Learning to Be Libyan in the Happy Days of Yemen

"Reem Gabriel"

My father used to say that we were all the sons and daughters of an officer, except for our little sister Jumana, who was the daughter of an ambassador. 

I don't remember my father as an officer. I was a newborn when, in the September revolution, he was detained and stripped of his military rank. I was also too young to remember the time he served, a few months later, as an ambassador to Greece. But I clearly remember the days when he was an ambassador to South Yemen, and the years we spent in Aden.

Initially, we lived in a building reserved for foreigners. Known as "the Libyan family," we formed many friendships there. My brother and I were the only two Libyan members of our building’s "Black Masks Gang."

A year later, we moved to a house nearer to the embassy. My father spent most of his time in his study, and I keenly watched the guests who came to meet with him there, hoping he would let me in. I’d sit and click away on the old typewriter, and Salma the secretary would come to my rescue whenever the letters got stuck, so I could keep writing. 

There is no doubt that nostalgia distorts the truth, but that period in Yemen was truly wonderful. Even school, which children usually abhor, was fun. I studied in Yemeni schools from third grade to sixth grade. My classes began at noon, so I would wake up and have breakfast before putting on the beige pants and white shirt and heading to school. 


In our last year, I would come back from school to our empty house, and climb over the red brick fence to reach the terrace. From there, I walked into the house to change out of my uniform, before joining my family and friends at the Gold Moor Club. We spent the rest of the afternoon there, my mother and her friends passing the time by drinking tea and embroidering, as my siblings, my friends and I swam and played around the club, or climbed the nearby mountain. On low tide days, when the sea would recede, we found great pleasure in chasing the crabs that ran and hid in the sandy caverns. If I was bored, I convinced the cooks at the club's kitchen to let me watch them as they prepared the meals. 

Libyan families took trips outside of Aden together. On one of those picnics, after a long day of playing and swimming and drinking tea and cocoa, we discovered that the key to one of the cars had disappeared in the sand. The cars repositioned themselves to light up the shore, and everyone started looking for the keys. The only thing I remember after that is my sister waking me up when we got home; I had fallen asleep in the trunk of the family Datsun. 

We spent our last September festival in Yemen in the vast, green garden of the house. It was filled with guests from across the world. When I walked into the party, I spotted my father chatting with some guests. When I joined them, one of them asked me directly whether I was Libyan or Arab. I thought about it for a little bit, then said I was Libyan. They all burst out laughing, thinking that my answer meant I believed I wasn’t also Arab. Of course he didn't know that in the Yemeni dialect, which I was fluent in, the word "Arab" referred only to Yemenis, and not to the rest of the Arabs. I responded the way I did because I didn't understand his question, not because I didn't know that I was both Libyan and Arab. 
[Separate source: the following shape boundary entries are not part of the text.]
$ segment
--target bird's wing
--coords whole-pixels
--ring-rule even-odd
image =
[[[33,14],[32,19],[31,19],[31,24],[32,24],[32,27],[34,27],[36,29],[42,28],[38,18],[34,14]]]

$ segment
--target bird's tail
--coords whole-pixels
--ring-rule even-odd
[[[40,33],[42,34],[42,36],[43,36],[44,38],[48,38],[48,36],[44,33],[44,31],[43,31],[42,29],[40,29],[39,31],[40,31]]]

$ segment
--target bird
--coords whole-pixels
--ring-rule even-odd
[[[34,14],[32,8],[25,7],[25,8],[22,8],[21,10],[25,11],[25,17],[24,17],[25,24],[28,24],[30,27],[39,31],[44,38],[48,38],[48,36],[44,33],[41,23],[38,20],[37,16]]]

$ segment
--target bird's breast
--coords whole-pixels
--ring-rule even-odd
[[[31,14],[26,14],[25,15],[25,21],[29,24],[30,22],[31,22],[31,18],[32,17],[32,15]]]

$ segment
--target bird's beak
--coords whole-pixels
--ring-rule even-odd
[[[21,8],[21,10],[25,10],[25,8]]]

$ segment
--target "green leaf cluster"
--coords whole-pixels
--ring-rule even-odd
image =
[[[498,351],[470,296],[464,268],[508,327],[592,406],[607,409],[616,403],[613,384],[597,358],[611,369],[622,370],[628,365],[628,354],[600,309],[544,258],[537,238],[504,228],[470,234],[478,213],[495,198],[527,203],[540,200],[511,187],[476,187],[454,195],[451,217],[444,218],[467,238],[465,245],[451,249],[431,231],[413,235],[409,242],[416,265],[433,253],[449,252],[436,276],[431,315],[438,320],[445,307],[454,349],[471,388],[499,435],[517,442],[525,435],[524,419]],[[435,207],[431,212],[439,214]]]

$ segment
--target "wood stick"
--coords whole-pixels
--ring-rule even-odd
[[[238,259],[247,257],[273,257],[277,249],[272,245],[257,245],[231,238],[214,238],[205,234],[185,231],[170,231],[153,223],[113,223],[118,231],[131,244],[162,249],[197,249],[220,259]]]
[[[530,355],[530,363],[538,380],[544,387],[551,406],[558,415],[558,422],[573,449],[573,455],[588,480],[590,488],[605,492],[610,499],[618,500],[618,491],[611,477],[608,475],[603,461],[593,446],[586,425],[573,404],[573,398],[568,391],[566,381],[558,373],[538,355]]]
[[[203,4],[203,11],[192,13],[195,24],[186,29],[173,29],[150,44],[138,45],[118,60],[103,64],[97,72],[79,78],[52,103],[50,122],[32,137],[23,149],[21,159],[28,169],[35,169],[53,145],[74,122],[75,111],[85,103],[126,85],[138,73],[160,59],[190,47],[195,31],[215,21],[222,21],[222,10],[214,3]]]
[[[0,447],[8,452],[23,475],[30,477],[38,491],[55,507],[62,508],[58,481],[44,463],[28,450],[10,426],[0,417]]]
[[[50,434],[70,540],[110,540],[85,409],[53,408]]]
A few months later, my father was asked to return to Libya, and upon his arrival, his passport was seized, because the regime suspected that he was affiliated with a political party. And we were forced to stay in Yemen to complete the school year. 

After profound longing for our father, our homeland, and our winters, we returned to Libya. In my new school, I wasn't the only Libyan–that's when I first understood the differences between us, and what lay behind them. Meanwhile, my father, who had represented Libya for many years as an officer and a diplomat, was now regarded as a foreigner by many people around him. 

It has always annoyed me that feeling Libyan in Libya is not enough–you must leave the country to really experience that sense of belonging. I grew up with an image of Libya as a large nation filled with love and life, but now, this image often escapes me. To recall it, I must recall the days we spent in Yemen so that Libya can return to the way it was: my country, the place I always miss.

Born in Benghazi, she is a visual artist and cultural activist. She has participated in several exhibitions in Libya, Egypt, England, and the United States.